Publié le : 15 septembre 202115 mins de lecture

Placé en garde à vue le 11 juin, Thierry Ehrmann, le patron du groupe Serveur et le créateur de la fameuse Demeure du Chaos, a-t-il été victime d’une manipulation ? Enquête.

“Chacun avait un flingue. Il a vidé son chargeur mais moi, mon chargeur est encore plein !” C’est le “pitch” de Thierry Ehrmann quelques jours après avoir passé près de 30 h en garde à vue à la police judiciaire de Lyon. Soupçonné d’abus de biens sociaux, le patron du groupe Serveur est ressorti sans la moindre mise en examen. Avec simplement un joli “cocard” à l’œil droit. Tout à fait dans le style de ce “guerrier”, comme il se définit lui-même. Un guerrier toujours aussi combatif et qui semble décidé à ne pas baisser les bras. Sa garde à vue, au fond, ne l’a pas traumatisé. Car ce pionnier de l’internet, qui aujourd’hui fait la “une” de la presse internationale avec son incroyable Demeure du Chaos, en a vu d’autres. Et ce n’est pas le genre à pleurnicher sur sa garde à vue. “Son image, il s’en fout” souligne un de ses avocats avant d’ajouter : “Mais ce qui est essentiel, c’est qu’il a le sentiment d’avoir été victime d’une injustice. Et il ira jusqu’au bout”.
“On lui a tendu un piège, c’est évident, une véritable manip pour le faire tomber. Et j’aimerais pas être à la place de ceux qui ont monté ce coup!” renchérit un patron lyonnais qui connaît bien Ehrmann. Alors, qui est derrière cette manipulation qui conduit Ehrmann à passer 30 h en garde à vue, le tout relayé par les gros titres de la presse lyonnaise, notamment du Progrès ? “C’est un secret de polichinelle” répond un proche d’Ehrmann. Mais personne ne veut lâcher un nom. Pire, c’est la loi du silence depuis que cette affaire a éclaté. Et ceux qui s’expriment exigent l’anonymat. “Un certain nombre de gens savent, mais une guerre impitoyable est engagée et personne n’a intérêt à se mettre au milieu” avoue un commissaire aux comptes. Même le PDG du groupe Serveur garde le silence. Un signe ! A l’origine de toute cette affaire, un conflit entre deux hommes, deux Lyonnais, deux patrons riches, puissants et mystérieux. D’un côté, Thierry Ehrmann bien sûr. De l’autre, Paul Billon. La seule différence entre ces deux adversaires qui se haïssent, c’est qu’Ehrmann est célèbre. Alors que Billon est inconnu du grand public. Et difficile d’en savoir plus car Paul Billon, qui réside actuellement en Suisse, reste lui aussi enfermé dans son silence. Difficile même d’obtenir des informations sur ce promoteur immobilier lyonnais dont la fortune serait considérable. Plusieurs centaines de millions d’euros, affirme la rumeur. En attendant, il échappe miraculeusement à tous les palmarès des riches lyonnais. “Il est invisible” répète un banquier lyonnais qui pourtant adore “balancer” sur le petit cénacle de milliardaires qui à Lyon jouent la carte de la discrétion, en tentant de se faire passer pour de modestes rentiers.

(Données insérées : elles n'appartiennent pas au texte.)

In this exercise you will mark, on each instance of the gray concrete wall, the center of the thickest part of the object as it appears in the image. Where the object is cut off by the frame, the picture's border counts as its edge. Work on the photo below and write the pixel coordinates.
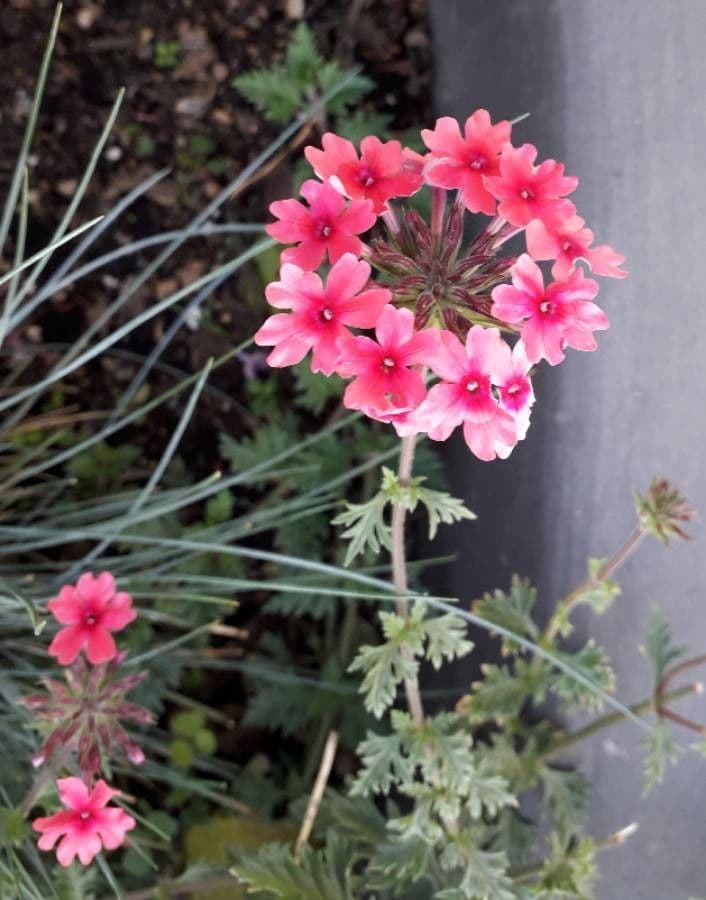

“C’est la loi du silence depuis que cette affaire a éclaté”

Une certitude, Paul Billon est le principal actionnaire du groupe Vendôme de Gestion et de Participation. VGP, pour les initiés. Un groupe tout aussi mystérieux dont le siège est à Lyon, avenue des Sources dans le quartier de la Duchère. Dans un immeuble baptisé le “Sheratan“, implanté dans l’enceinte même de la clinique de la Sauvegarde. On s’attend à un building de verre et d’acier. Mais surprise, c’est un bâtiment minable d’un étage. La peinture est écaillée, les boîtes aux lettres abîmées… A l’entrée, une simple plaque en métal indique la présence de ce consortium : Vendôme de Gestion et de Participation, Billon Immobilier, Plateforme Services immobilier, PSI Management, Multiburo… Dans le hall, un carrelage bleu et blanc, une montée d’escalier avec en haut une plante verte fatiguée. On sonne à l’interphone, pas de réponse. En plein après-midi. On insiste, personne. Bref un siège social “fantôme”. De plus, impossible de mettre la main sur le PDG officiel du groupe VGP, une certaine Valérie Gueulle. Elle refuse, aussi, de faire la moindre déclaration. “Attention, avec cette affaire, vous entrez dans des hautes sphères où ça bataille ferme” précisera à Lyon Mag, Jean-Paul Simoëns, le commissaire aux comptes de VGP jusqu’en 2006, qui est un ami personnel de Billon. Mais qui est surtout un des personnages les plus influents à Lyon. Ami et conseiller des grands chefs d’entreprise lyonnais, Simoëns est considéré comme “le Mozart de la compta”. Un homme discret, secret même.
“Il sait tout sur le business à Lyon” explique un de ses confrères. Exagération ? Sans doute. Mais une certitude, il pèse lourd. Bosseur, plutôt sympa, bon vivant, gros fumeur, amateur de whisky… Mais c’est un type imaginatif, subtil et implacable. Bref, il pourrait très bien tenir le rôle du “parrain” dans un polar américain style Ellroy. D’ailleurs, sa petite phrase sur “les hautes sphères” est tout à fait dans son style. Pas une menace, mais un conseil amical en forme d’avertissement : ne vous mêlez pas de cette histoire.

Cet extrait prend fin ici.